Simulation-Based Performance Evaluation of Missing Data Handling in Network Analysis

Multivariate Behav Res. 2024 Jan 21:1-21. doi: 10.1080/00273171.2023.2283638. Online ahead of print.

Abstract

Network analysis has gained popularity as an approach to investigate psychological constructs. However, there are currently no guidelines for applied researchers when encountering missing values. In this simulation study, we compared the performance of a two-step EM algorithm with separated steps for missing handling and regularization, a combined direct EM algorithm, and pairwise deletion. We investigated conditions with varying network sizes, numbers of observations, missing data mechanisms, and percentages of missing values. These approaches are evaluated with regard to recovering population networks in terms of loss in the precision matrix, edge set identification and network statistics. The simulation showed adequate performance only in conditions with large samples (n500) or small networks (p = 10).
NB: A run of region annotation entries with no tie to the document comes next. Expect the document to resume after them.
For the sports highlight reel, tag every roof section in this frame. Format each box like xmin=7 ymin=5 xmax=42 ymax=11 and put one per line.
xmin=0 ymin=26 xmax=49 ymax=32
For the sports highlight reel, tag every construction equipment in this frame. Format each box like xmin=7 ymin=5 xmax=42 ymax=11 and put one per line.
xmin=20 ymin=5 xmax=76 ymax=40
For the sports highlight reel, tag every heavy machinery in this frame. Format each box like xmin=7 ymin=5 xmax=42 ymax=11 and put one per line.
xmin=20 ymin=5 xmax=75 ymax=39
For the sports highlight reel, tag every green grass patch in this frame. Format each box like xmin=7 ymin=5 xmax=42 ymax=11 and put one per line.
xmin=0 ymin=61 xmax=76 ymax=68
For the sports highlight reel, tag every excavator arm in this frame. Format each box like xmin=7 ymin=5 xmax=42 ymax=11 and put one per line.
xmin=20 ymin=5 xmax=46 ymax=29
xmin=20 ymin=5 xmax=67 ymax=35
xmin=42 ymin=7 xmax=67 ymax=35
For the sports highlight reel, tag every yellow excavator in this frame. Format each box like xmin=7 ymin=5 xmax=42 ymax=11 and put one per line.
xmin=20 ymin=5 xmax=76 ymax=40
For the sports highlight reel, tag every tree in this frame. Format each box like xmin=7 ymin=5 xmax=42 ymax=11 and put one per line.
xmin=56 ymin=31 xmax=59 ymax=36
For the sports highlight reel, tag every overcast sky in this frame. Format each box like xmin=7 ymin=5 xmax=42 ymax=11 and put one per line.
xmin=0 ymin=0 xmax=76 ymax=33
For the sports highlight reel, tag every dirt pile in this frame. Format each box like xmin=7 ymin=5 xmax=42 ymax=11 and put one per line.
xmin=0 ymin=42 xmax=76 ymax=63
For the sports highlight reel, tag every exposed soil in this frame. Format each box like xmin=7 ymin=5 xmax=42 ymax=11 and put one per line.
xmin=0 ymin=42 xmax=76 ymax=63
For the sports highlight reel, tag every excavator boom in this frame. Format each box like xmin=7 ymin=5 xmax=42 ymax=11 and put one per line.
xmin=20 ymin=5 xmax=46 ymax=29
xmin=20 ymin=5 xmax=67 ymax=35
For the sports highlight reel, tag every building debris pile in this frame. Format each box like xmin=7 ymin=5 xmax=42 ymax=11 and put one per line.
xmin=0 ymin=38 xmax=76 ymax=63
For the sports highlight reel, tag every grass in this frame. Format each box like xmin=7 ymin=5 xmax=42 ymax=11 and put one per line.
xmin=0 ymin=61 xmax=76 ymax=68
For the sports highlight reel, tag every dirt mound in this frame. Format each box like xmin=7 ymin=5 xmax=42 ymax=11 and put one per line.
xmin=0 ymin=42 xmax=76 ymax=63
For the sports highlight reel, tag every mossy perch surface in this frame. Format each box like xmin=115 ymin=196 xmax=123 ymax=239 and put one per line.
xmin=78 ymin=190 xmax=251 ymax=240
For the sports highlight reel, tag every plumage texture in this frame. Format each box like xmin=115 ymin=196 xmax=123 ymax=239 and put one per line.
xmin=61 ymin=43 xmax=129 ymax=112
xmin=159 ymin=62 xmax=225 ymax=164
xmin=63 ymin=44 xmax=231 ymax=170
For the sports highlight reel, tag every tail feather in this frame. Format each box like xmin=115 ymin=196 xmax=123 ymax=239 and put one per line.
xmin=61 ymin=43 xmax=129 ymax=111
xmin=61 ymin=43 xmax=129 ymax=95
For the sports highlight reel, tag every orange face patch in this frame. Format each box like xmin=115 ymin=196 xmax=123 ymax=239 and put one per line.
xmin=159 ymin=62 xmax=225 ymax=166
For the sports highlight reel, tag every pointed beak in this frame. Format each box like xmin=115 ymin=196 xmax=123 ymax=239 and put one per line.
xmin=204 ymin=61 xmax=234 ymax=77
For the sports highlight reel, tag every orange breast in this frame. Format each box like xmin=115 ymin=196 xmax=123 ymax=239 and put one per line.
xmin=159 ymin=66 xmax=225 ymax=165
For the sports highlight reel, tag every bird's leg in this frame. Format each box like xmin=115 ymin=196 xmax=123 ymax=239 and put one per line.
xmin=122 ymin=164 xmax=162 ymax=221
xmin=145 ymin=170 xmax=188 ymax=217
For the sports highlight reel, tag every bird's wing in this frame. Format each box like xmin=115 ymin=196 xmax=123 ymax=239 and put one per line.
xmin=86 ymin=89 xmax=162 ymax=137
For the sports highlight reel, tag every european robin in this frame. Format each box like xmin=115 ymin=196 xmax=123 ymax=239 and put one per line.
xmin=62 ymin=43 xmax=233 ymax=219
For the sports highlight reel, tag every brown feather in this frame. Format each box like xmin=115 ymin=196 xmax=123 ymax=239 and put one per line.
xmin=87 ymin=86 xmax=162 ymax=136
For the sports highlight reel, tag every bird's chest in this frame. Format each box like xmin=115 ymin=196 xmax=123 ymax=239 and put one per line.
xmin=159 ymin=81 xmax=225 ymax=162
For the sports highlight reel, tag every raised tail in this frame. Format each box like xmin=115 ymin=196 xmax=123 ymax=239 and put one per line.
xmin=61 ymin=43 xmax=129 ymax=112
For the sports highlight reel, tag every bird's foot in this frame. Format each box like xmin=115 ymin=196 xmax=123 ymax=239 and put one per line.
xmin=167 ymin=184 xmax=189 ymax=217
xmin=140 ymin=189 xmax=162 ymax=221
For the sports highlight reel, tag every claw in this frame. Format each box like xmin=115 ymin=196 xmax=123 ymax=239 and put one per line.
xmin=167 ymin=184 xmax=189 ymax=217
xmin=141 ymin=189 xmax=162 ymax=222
Comparing the missing data approaches, the direct EM appears to be more sensitive and superior in nearly all chosen conditions. The two-step EM yields better results when the ratio of n/p is very large - being less sensitive but more specific. Pairwise deletion failed to converge across numerous conditions and yielded inferior results overall. Overall, direct EM is recommended in most cases, as it is able to mitigate the impact of missing data quite well, while modifications to two-step EM could improve its performance.

Keywords: EM algorithms; Network analysis; graphical lasso regularization; missing values; simulation study.